To recap: county conventions choose delegates for the district conventions, which in turn picks delegates for the state convention, which then chooses a few genuine delegates for the national convention. There are not many of these because Iowa is a small state. The delegate stakes of the precinct caucuses are incredibly low.
In other words, Carter won a glorified straw poll. Nonetheless, his staff touted the caucuses as the will of the people, and Iowans had no reason to disagree. The caucuses did help Carter did get a big media bounce. Yet the burst of attention he received happened because he also won the New Hampshire primary, which was then the traditional indicator of early strength. Without Iowa, New Hampshire alone would have put him on the map.
Carter’s success actually happened because he was the perfect post-Watergate candidate. He was an evangelical who promised never to lie to the public. He was a naval veteran, a former nuclear engineer, and a peanut farmer. As a former Governor of Georgia, he seemed to be a Washington “outsider” at a time when public disgust with politics was at its zenith.

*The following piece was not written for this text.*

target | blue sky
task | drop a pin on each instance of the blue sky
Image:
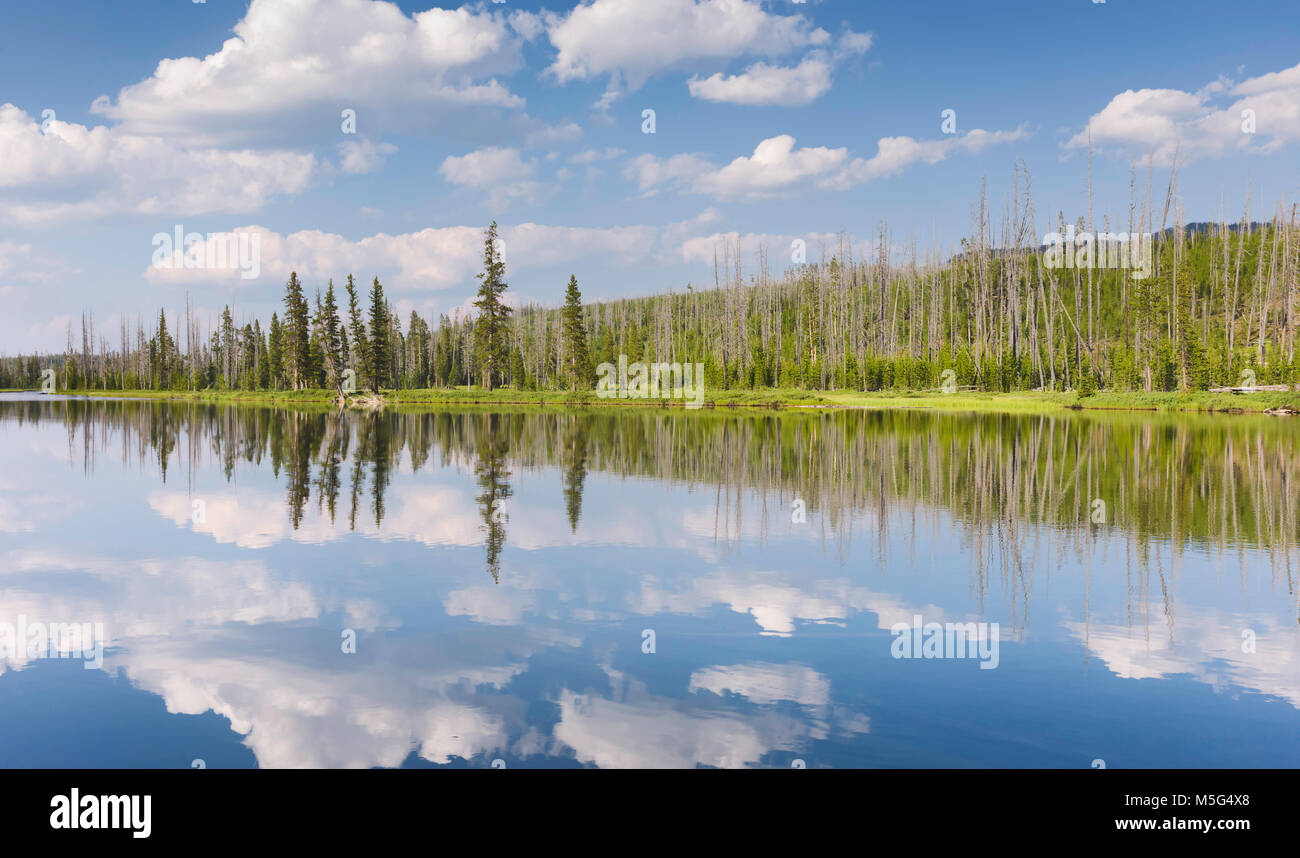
(774, 121)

Importantly, Jimmy Carter’s success also happened because he was a moderate, even conservative, by the standards of his party. Democrats, still smarting over their landslide loss of South Dakota liberal George McGovern in 1972, believed, correctly, that Carter could win by moving the party to the right. Ironically, in 1972 McGovern had himself performed well in Iowa, finishing second to Edmund Muskie, but received little acclaim for it in the media. In 1976, the Carter campaign touted the event, and reaped the benefits.

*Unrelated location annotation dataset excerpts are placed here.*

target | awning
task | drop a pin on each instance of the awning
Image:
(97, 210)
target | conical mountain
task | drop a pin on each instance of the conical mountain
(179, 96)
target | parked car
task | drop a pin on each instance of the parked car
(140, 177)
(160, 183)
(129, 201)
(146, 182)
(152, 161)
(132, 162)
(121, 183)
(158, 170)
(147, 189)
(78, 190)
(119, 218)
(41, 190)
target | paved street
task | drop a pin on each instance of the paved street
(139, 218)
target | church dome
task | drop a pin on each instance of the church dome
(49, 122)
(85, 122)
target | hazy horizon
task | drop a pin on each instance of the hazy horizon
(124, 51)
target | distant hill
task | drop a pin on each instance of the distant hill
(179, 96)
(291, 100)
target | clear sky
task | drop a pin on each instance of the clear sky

Iowa may be crucial to the nomination system today, but it still mirrors the caucuses in 1976 in one important respect: it was a media event. It mattered, not because it produced delegates, but because it gave Carter media attention. The caucuses were real politics in the same way that Celebrity Apprentice was reality television. The Chicago protesters in 1968, while being pummeled by the police, chanted “the whole world is watching.” And it was. Party reformers changed the system after 1968, but with an unintended consequence. Today, the whole world is still watching, but they are watching Iowa.

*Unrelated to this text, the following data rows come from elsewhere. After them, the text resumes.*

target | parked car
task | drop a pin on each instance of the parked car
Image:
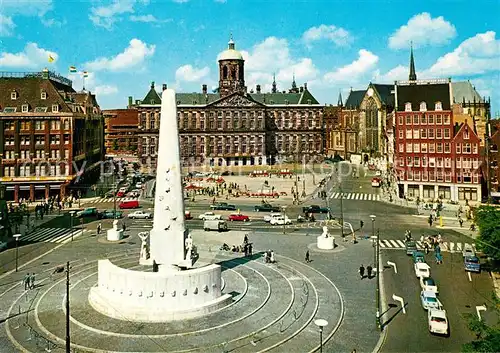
(422, 270)
(140, 215)
(468, 251)
(266, 207)
(208, 216)
(410, 247)
(280, 220)
(472, 264)
(315, 209)
(238, 217)
(215, 224)
(438, 322)
(111, 214)
(429, 300)
(428, 284)
(129, 204)
(88, 212)
(223, 206)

If you are a blue-state Democrat and you don’t like our system, you can try to make it go away. Iowa’s status is always in danger, and yet the caucuses continually survive, maybe because Iowans care more. We don’t have an NFL franchise, and we deserve to watch something.
Or, voters can ignore the caucuses. In 2008, John McCain skipped the caucuses, which he viewed as a lost cause given his opposition to tax credits for ethanol. He won the Republican nomination. Michael Bloomberg, a far richer man than Donald Trump, has launched the extraordinary experiment of skipping the first four states and saturating the big media markets.
Most pundits would tell you Bloomberg is doomed to fail, but you have to admire the impulse. He is ignoring us, which is probably the best way to minimize our importance. His strategy seems smarter than that of former Maryland U.S. Representative John Delaney, who has spent nearly two years wandering the state to little avail. Parents will tell you to ignore a toddler’s tantrums if you want them to stop. Twitter users know that they should refuse to feed the trolls; to do otherwise would be to reward bad behavior. If you really don’t want to spend the evening of February 3 hearing media chatter about which candidate exceeded expectations, it’s on you. Go to a bar, go bowling, read a novel. I love my adopted state, but I have faith that the country is ready to choose a nominee without our help.